CMTU deve preparar licitação da coleta de lixo para o próximo governo em Londrina


A Companhia Municipal de Trânsito e Urbanização (CMTU) está trabalhando na confecção de um novo edital de licitação para a coleta de lixo em Londrina, que deverá ser retomado só pelo próximo prefeito, Alexandre Kireeff (PSD). A justificativa é que a atual administração, comandada pelo prefeito Gerson Araújo (PSDB), não teria tempo hábil para concluir o edital ainda este ano.
A licitação aberta em fevereiro de 2011 pela CMTU para contratar por cinco anos os serviços de coleta de lixo doméstico, varrição das ruas e avenidas, lavagem e limpeza das ruas, conteinerização e programas de educação ambibental, orçado em R$ 121 milhões, foi suspendo pelo Tribunal de Justiça (TJ) em julho do mesmo ano e, em junho, o Tribunal de Contas (TC) do Paraná havia cancelado o processo, atendendo aos questionamentos apresentados pelo Observatório de Gestão Pública de Londrina.

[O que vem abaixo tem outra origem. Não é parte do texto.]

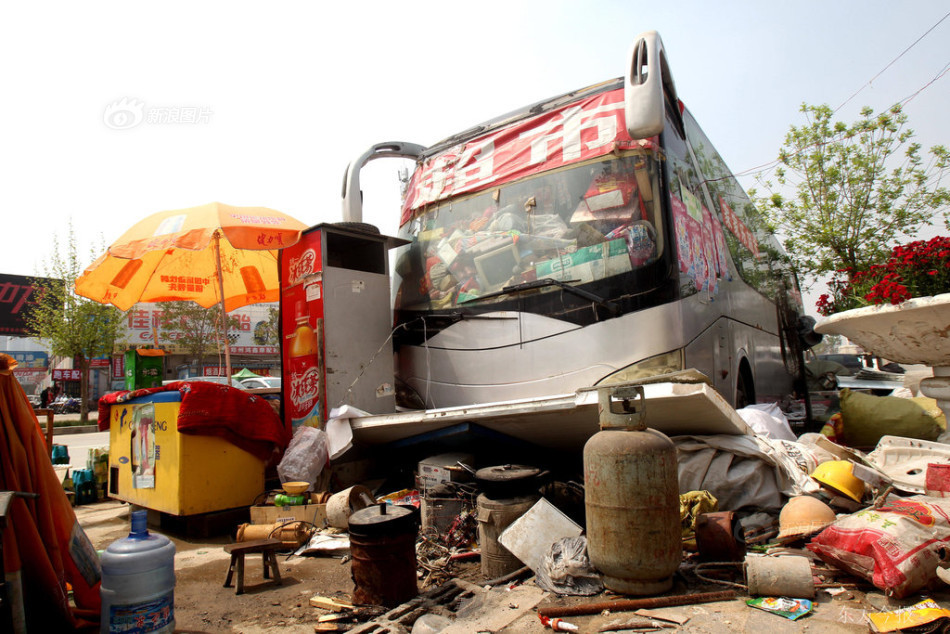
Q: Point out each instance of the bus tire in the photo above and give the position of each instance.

O presidente da CMTU, Octávio Cesário Pereira Neto, disse que o Departamento de Licitação do órgão vai concluir o edital ainda este ano, mas que a sua publicação e contratação dos serviços devem ficar para o próximo ano. "Estamos formatando o novo edital para ser encaminhado ao novo gestor, pois não haveria tempo hábil de concluir até o final do mandato do atual prefeito. Vamos deixar tudo pronto para que o futuro prefeito possa fazer uso deste edital e acompanhar as propostas que serão encaminhadas para a disputa desse serviço", salientou à Rádio Paiquerê AM.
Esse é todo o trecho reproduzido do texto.